A source said: "Tesco may have these great ideas but we'll be amazed if they stick to their promise. It's more likely they will get planning permission and then sell the land for a huge profit."
Tesco did remain true to building two Tesco Express stores in the city - a move that has hit smaller businesses hard.
Even the Express & Star-owned Stars News is feeling the effects. In the week that a new Tesco Express opened in Wolverhampton's Penn Road, our shop across the road lost £4,500.
Managing director of Stars News Paul Siviter said: "We were expecting the new Tesco to have an impact and knew we would be hit badly in the first week.
"It's inevitable because there's always going to be some novelty value when a new shop opens."

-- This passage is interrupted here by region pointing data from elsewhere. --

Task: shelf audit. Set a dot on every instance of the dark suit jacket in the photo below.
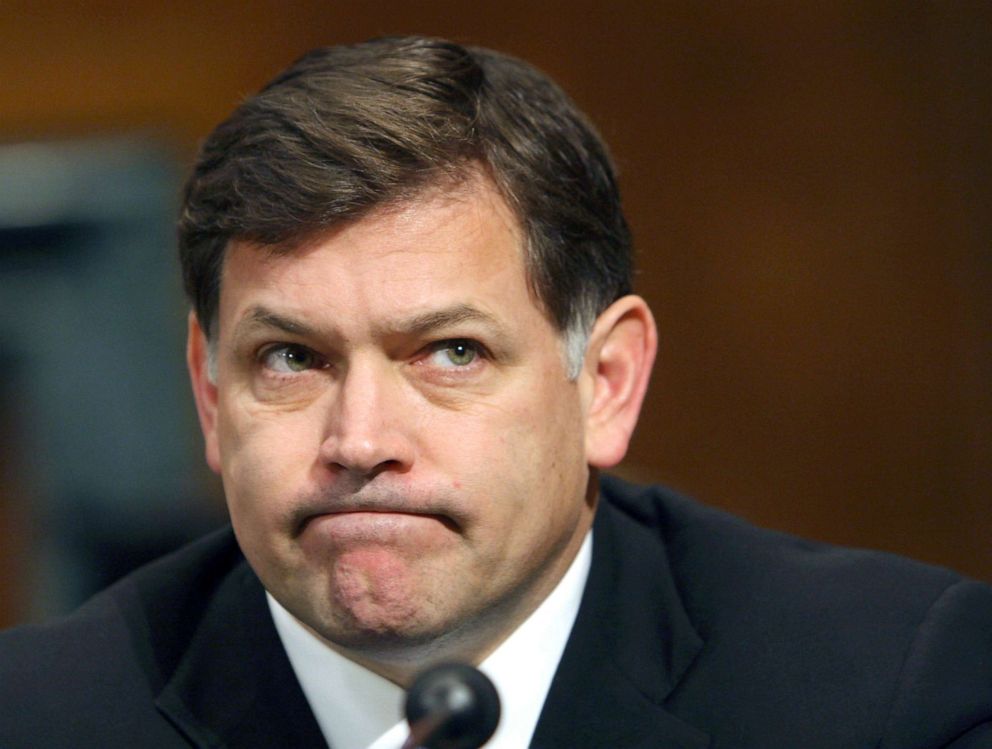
(695, 630)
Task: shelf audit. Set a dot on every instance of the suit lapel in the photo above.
(631, 644)
(234, 686)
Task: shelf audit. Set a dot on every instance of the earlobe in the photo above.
(621, 352)
(204, 389)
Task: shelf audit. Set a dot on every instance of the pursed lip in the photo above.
(372, 509)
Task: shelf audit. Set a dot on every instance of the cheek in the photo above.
(264, 459)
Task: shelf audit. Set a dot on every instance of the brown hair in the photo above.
(348, 128)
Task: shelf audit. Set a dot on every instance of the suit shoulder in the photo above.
(724, 563)
(116, 649)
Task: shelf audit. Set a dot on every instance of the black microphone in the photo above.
(451, 706)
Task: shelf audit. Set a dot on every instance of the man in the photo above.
(413, 349)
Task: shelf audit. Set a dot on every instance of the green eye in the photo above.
(454, 354)
(460, 354)
(289, 359)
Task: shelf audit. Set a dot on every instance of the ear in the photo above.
(615, 375)
(204, 389)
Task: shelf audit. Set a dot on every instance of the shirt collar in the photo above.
(358, 709)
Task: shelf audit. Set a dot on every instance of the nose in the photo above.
(367, 426)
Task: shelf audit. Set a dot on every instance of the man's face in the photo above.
(401, 449)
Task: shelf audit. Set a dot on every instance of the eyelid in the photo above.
(264, 352)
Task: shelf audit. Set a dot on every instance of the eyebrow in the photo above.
(442, 318)
(260, 317)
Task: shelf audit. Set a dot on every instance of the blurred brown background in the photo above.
(808, 186)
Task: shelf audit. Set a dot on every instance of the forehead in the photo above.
(444, 247)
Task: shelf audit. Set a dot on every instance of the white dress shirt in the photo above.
(358, 709)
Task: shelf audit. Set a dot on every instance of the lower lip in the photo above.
(373, 527)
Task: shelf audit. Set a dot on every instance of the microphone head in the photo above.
(452, 706)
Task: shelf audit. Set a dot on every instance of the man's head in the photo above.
(386, 250)
(350, 128)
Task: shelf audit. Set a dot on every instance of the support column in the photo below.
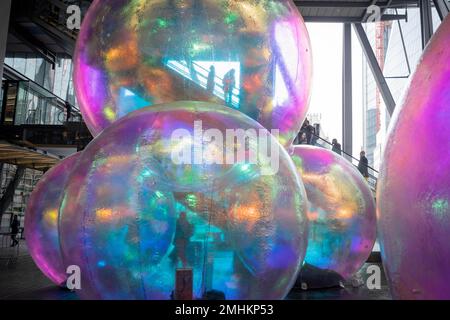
(5, 11)
(375, 67)
(347, 91)
(426, 21)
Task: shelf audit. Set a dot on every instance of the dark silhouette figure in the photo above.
(210, 85)
(336, 147)
(183, 234)
(229, 82)
(69, 112)
(15, 225)
(363, 165)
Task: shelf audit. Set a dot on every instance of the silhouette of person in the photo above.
(15, 225)
(363, 165)
(183, 234)
(210, 85)
(336, 147)
(229, 82)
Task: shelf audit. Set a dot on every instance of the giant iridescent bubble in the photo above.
(341, 213)
(41, 220)
(244, 231)
(414, 187)
(132, 54)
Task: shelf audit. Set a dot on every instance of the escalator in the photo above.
(198, 75)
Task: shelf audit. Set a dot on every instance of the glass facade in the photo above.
(396, 70)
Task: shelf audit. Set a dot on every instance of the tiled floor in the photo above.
(24, 281)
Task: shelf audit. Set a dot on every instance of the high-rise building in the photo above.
(402, 44)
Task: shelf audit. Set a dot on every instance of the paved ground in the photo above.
(24, 281)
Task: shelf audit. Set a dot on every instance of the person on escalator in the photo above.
(210, 85)
(15, 225)
(363, 165)
(229, 82)
(183, 233)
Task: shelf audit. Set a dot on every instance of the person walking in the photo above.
(211, 83)
(363, 165)
(336, 147)
(15, 225)
(229, 82)
(183, 234)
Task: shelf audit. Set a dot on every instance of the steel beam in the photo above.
(347, 91)
(5, 11)
(426, 21)
(375, 68)
(442, 7)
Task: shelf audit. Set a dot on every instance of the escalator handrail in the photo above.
(347, 154)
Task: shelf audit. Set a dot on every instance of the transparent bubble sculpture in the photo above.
(253, 56)
(414, 187)
(341, 213)
(41, 220)
(159, 191)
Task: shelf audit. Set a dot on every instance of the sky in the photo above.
(326, 98)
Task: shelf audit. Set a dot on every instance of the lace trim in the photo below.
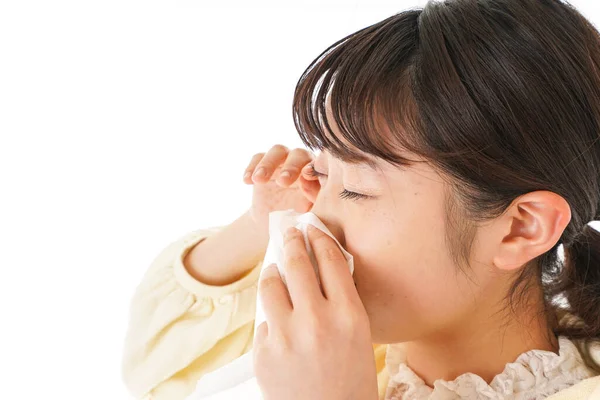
(535, 375)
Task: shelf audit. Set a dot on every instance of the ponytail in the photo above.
(579, 284)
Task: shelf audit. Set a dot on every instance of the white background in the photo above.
(123, 126)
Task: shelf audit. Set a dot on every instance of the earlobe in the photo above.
(533, 224)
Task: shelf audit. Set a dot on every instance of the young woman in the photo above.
(460, 166)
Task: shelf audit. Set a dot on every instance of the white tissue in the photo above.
(236, 380)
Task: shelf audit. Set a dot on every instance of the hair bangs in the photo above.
(362, 84)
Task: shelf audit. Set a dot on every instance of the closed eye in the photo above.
(344, 194)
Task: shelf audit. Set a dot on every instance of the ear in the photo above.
(531, 226)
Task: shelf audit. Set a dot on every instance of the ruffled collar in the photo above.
(535, 375)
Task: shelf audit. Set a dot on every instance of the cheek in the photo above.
(407, 289)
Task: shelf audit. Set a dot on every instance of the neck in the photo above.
(482, 346)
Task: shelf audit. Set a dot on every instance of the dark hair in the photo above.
(503, 98)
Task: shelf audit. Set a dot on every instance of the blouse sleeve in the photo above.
(180, 328)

Today the superstores were subject to an inquiry by the Competition Commission, whose preliminary findings talk of a concern that Tesco and other companies are taking a "stranglehold" on shops in towns and cities.
Businesses in Willenhall Road, Wolverhampton, where a Tesco Express is set to open in days, have told of their fears of the impact the new store will have on trade.
And in the Wyre Forest district a councillor has claimed proposals for a Tesco superstore at Stourport-on-Severn will "decimate" shops.
In Sandwell, many small traders have been forced out by supermarkets.
Among them are shops in Wills Way, Smethwick, which are awaiting demolition after trade slumped to a dramatic low.
In Walsall, plans have been in the pipeline since the end of 2005 to build a Tesco Extra store on the site of Walsall College of Arts and Technology.
Meanwhile Melvyn Taylor, of Melvyn's butchers in Cannock town centre, said: "If supermarkets like Tesco continue to open stores at the rate they have, it will eventually kill off the high street altogether which would be a real shame."
But Michelle Phillips, from the One Stop Shop, on Turners Lane in Brierley Hill, said: "We have got a big Sainsburys near to us, but I can honestly say that we hold our own."